You know I show a confidence in you that I do not show to Monteverde.
Yes, I tell you things I would never tell him."

"But the other part!" exclaimed the painter violently. "What I need,
what I am hungry for,--you, your beauty, real love!"

"Master, contain yourself," she said with affected modesty. "How well I
know you! You're going to say some of those horrid things that men
always say when they rave over a woman. I'm going away so as not to hear
you."

Then she added with maternal seriousness, as if she wanted to reprimand
his violence:

"I am not so crazy as people think. I consider the consequences of my
actions carefully. Mariano, look at yourself, think of your position. A
wife, a daughter who will marry one of these days, the prospect of being
a grandfather. And you still think of such follies! I could not accede
to your proposal even if I loved you. How terrible! To deceive
Josephina, the friend of my school-days! Poor thing, so gentle, so
kind,--always ill. No, Mariano, never. A man cannot enter such
compromising affairs, unless he is free. I could never feel like loving
you. Friends, nothing more than friends!"

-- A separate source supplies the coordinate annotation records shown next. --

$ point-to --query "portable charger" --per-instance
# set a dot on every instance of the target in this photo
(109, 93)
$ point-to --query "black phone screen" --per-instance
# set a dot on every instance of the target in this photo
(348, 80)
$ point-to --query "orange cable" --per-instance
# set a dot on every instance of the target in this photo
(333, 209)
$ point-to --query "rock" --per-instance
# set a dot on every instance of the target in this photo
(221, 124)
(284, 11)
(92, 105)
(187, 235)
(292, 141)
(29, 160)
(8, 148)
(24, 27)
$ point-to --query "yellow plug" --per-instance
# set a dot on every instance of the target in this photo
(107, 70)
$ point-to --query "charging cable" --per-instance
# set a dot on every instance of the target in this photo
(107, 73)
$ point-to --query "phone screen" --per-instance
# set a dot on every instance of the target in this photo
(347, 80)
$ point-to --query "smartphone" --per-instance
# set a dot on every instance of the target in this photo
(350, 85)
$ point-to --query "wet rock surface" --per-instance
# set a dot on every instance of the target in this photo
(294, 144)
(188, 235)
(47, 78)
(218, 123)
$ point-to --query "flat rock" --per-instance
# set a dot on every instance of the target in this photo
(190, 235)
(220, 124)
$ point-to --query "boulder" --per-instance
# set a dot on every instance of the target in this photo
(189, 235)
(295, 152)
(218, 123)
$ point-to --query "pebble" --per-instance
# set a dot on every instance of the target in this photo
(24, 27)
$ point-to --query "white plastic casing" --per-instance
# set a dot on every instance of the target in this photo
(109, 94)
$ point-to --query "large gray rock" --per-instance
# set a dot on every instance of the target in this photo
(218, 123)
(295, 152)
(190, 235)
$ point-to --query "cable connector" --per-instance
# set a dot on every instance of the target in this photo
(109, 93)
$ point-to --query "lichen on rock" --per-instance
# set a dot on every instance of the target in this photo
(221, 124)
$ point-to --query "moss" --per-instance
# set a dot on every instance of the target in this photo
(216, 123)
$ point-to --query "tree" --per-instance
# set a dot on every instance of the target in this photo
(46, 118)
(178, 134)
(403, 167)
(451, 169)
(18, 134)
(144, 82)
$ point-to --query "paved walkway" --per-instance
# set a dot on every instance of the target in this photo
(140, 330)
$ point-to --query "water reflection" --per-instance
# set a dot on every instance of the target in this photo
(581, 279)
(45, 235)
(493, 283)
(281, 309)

"Well, we will not be that," exclaimed Renovales impetuously. "I will
leave your house forever. I will not see you any longer. I will do
anything to forget you. It is an intolerable torment. My life will be
calmer if I do not see you."

"You will not go away," said Concha quietly, certain of her power. "You
will remain beside me just as you always have, if you really like me,
and I shall have in you my best friend. Don't be a baby, master, you
will see that there is something charming about our friendship that you
do not understand now. I shall give you something that the rest do not
know,--intimacy, confidence."

And as she said this, she put one hand on the painter's arm and drew
closer to him, searching him with her eyes in which there was a strange,
mysterious light.

A horn sounded near them; there was swift rush of heavy wheels. An
automobile shot past them at full speed, following the highroad.
Renovales tried to make out the figures in the car, hardly larger than
dolls in the distance. Perhaps it was López de Sosa, who was driving,
perhaps his wife and daughter were those two little figures, wrapped in
veils, who occupied the seats.

The possibility of Josephina's having passed through the background of
the landscape without seeing him, without noticing that he was there,
forgetful of everything, an imploring lover, overcame him with the sense
of remorse.

They remained motionless for a long while in silence, leaning on the
rough wooden railing, watching through the colonnade of the trees the
bright, cherry-red sun, as it sank, lighting up the horizon with a blaze
of fire. The leaden clouds, seeing it on the point of death, assailed it
with treacherous greed.

Concha watched the sunset with the interest that a sight but seldom seen
arouses.

"Look at that huge cloud, master. How black it is! It looks like a
dragon; no, a hippopotamus; see its round paws, like towers. How it
runs! It's going to eat the sun. It's eating it! It has swallowed it
now!"

The landscape grew dark. The sun had disappeared inside of that monster
that filled the horizon. Its waving back was edged with silver, and as
if it could not hold the burning star; it broke below, pouring out a
rain of pale rays. Then, burned by this digestion, it vanished in smoke,
was torn into black tufts, and once more the red disc appeared, bathing
sky and earth with gold, peopling the water of the pools with restless
fiery fishes.

Renovales, leaning on the railing with one elbow beside the countess,
breathed her subtle fragrance, felt the warm touch of her firm body.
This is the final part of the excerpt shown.